By 2005 Ethiopia had reached the control threshold, and Rwanda was not far behind. In Kenya and Uganda there was a period of stasis between 2000 and 2005, but in both countries, the incidence declined as ART was rolled out and they are on track to reach the control threshold by 2020. In Tanzania the incidence of HIV has been in a steady decline since the year 2000, and they are also on track to reach the control threshold by 2020.

The epidemic of HIV has been greater in southern Africa than in eastern Africa, and all countries in this region are some way off reaching the control threshold. Botswana has a very effective HIV control programme and should reach the control threshold by 2020. Malawi has had a severe epidemic and is one of the poorest countries in the world, but their HIV programme has been a model for other countries in the region (23), and they are on track to reach the control threshold by 2020. In Namibia and Zambia there has been a slow, steady decline and they will have to scale up treatment more aggressively if they are to reach the control threshold by 2020. In Zimbabwe, the incidence has been falling steadily since the early 1990s (24) and continues to do so.

The situation in South Africa and the countries’ most dependent on it is comparatively worse. Lesotho, which depends strongly on South Africa, had a very severe epidemic, primarily as a result of the migrant labour sent to work in the mines in South Africa (25, 26), and has had a high incidence for the last ten years. However, the incidence is falling, and Lesotho could reach the control threshold by 2025 if they aggressively scale up treatment. The epidemic of HIV in Mozambique started later and was less severe than in the rest of southern Africa, but the incidence has been in decline for the last ten years, and they too could reach the control threshold by 2025 if they aggressively scale up treatment. South Africa has had the biggest epidemic in the world and the country is still some way from the control threshold, but the decline in incidence has been steady. Swaziland had a very severe epidemic but the rapid scale up of ART suggests that they too could meet the control threshold by about 2025.

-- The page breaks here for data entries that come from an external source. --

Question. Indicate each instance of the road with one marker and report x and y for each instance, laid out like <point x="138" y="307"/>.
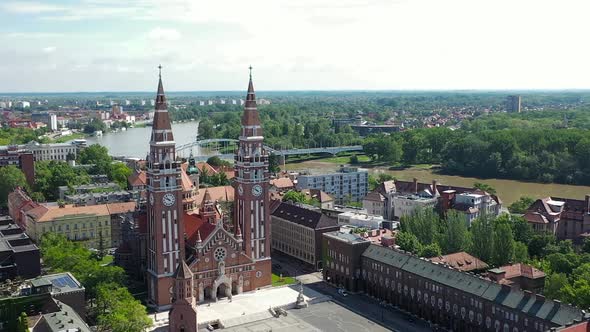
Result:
<point x="385" y="315"/>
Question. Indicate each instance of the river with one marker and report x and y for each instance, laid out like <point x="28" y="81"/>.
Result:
<point x="508" y="190"/>
<point x="134" y="142"/>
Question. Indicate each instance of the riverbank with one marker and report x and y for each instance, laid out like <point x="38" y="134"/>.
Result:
<point x="508" y="190"/>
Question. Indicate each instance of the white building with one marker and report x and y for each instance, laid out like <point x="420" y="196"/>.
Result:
<point x="348" y="184"/>
<point x="54" y="151"/>
<point x="360" y="220"/>
<point x="53" y="122"/>
<point x="405" y="205"/>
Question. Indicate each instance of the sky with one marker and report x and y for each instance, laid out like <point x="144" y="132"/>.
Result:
<point x="205" y="45"/>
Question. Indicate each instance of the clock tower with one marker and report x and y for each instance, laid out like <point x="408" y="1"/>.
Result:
<point x="164" y="207"/>
<point x="251" y="184"/>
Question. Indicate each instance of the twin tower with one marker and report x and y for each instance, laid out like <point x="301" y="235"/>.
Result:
<point x="233" y="257"/>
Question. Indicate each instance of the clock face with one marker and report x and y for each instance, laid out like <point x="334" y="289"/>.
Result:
<point x="168" y="199"/>
<point x="257" y="190"/>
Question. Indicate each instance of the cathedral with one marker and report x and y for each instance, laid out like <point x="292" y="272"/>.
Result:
<point x="210" y="254"/>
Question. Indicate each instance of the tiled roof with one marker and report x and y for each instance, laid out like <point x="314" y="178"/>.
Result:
<point x="118" y="208"/>
<point x="305" y="217"/>
<point x="461" y="261"/>
<point x="535" y="217"/>
<point x="282" y="183"/>
<point x="137" y="178"/>
<point x="374" y="196"/>
<point x="221" y="194"/>
<point x="524" y="270"/>
<point x="557" y="313"/>
<point x="194" y="224"/>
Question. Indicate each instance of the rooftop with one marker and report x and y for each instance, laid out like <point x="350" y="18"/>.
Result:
<point x="302" y="216"/>
<point x="533" y="305"/>
<point x="461" y="261"/>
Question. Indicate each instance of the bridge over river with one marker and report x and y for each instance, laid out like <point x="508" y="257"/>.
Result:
<point x="224" y="148"/>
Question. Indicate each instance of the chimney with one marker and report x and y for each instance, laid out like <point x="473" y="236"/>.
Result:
<point x="496" y="274"/>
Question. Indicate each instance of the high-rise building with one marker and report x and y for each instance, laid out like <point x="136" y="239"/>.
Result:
<point x="164" y="207"/>
<point x="53" y="122"/>
<point x="513" y="104"/>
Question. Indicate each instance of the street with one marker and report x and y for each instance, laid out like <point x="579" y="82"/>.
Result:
<point x="385" y="315"/>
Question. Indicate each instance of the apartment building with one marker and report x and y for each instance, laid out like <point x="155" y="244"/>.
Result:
<point x="348" y="184"/>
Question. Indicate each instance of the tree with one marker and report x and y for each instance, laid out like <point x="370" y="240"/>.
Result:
<point x="274" y="165"/>
<point x="408" y="242"/>
<point x="215" y="161"/>
<point x="423" y="223"/>
<point x="456" y="235"/>
<point x="521" y="252"/>
<point x="485" y="187"/>
<point x="119" y="172"/>
<point x="294" y="196"/>
<point x="539" y="244"/>
<point x="521" y="205"/>
<point x="431" y="250"/>
<point x="482" y="232"/>
<point x="206" y="130"/>
<point x="555" y="284"/>
<point x="10" y="178"/>
<point x="521" y="230"/>
<point x="118" y="311"/>
<point x="22" y="323"/>
<point x="503" y="244"/>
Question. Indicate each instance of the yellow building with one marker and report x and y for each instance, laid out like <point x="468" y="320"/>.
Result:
<point x="79" y="223"/>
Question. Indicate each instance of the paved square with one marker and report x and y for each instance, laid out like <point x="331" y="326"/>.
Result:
<point x="325" y="316"/>
<point x="246" y="307"/>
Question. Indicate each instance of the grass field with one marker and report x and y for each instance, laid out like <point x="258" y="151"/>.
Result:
<point x="107" y="259"/>
<point x="276" y="280"/>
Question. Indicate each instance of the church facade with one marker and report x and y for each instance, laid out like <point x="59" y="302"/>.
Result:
<point x="226" y="256"/>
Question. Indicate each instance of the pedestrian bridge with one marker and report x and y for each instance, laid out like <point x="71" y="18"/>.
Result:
<point x="224" y="148"/>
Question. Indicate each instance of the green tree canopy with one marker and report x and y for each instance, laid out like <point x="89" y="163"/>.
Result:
<point x="408" y="242"/>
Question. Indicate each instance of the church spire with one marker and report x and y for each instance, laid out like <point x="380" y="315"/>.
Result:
<point x="250" y="117"/>
<point x="161" y="129"/>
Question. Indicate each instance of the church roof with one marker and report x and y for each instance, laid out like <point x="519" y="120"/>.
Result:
<point x="194" y="224"/>
<point x="161" y="117"/>
<point x="250" y="116"/>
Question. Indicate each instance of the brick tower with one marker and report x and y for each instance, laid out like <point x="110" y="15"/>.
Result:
<point x="251" y="184"/>
<point x="183" y="315"/>
<point x="164" y="207"/>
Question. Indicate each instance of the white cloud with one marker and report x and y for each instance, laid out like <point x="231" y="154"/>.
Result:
<point x="49" y="49"/>
<point x="164" y="34"/>
<point x="29" y="7"/>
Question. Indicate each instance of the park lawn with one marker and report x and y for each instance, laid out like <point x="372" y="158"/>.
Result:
<point x="286" y="280"/>
<point x="107" y="259"/>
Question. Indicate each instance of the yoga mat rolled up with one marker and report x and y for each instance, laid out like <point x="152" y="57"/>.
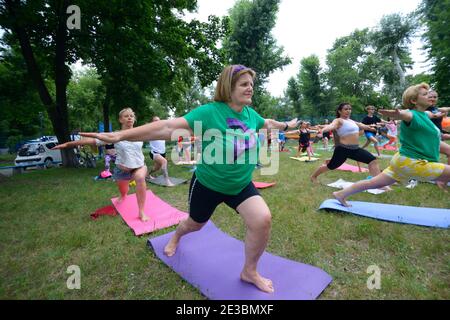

There are two important caveats. First, reaching the control threshold still leaves up to about 20 thousand new infections a year in eastern and southern Africa (27). As the lesson of polio reminds us finding and treating the last 0.1% of the population that is infected each year, many of whom will be in marginalized and vulnerable populations, and making sure that they are on ART will remain a challenge and demand more focused and imaginative approaches to case finding, treatment and prevention. Additionally, ending HIV will depend on maintaining the roughly 40 million people currently infected with HIV on treatment for the next 30 to 40 years, when they will die of natural causes not related to HIV, unless and until a cure can be developed. Even assuming a modest cost of, say, US$ 100 per person per year for ART treatment and support, this corresponds to a continuing financial commitment of US$ 4 Bn per year, but this is substantially less than the approximately US$ 40 Bn per year currently committed to HIV and AIDS. What matters now is that we finish what we started and plan the response with care and commitment.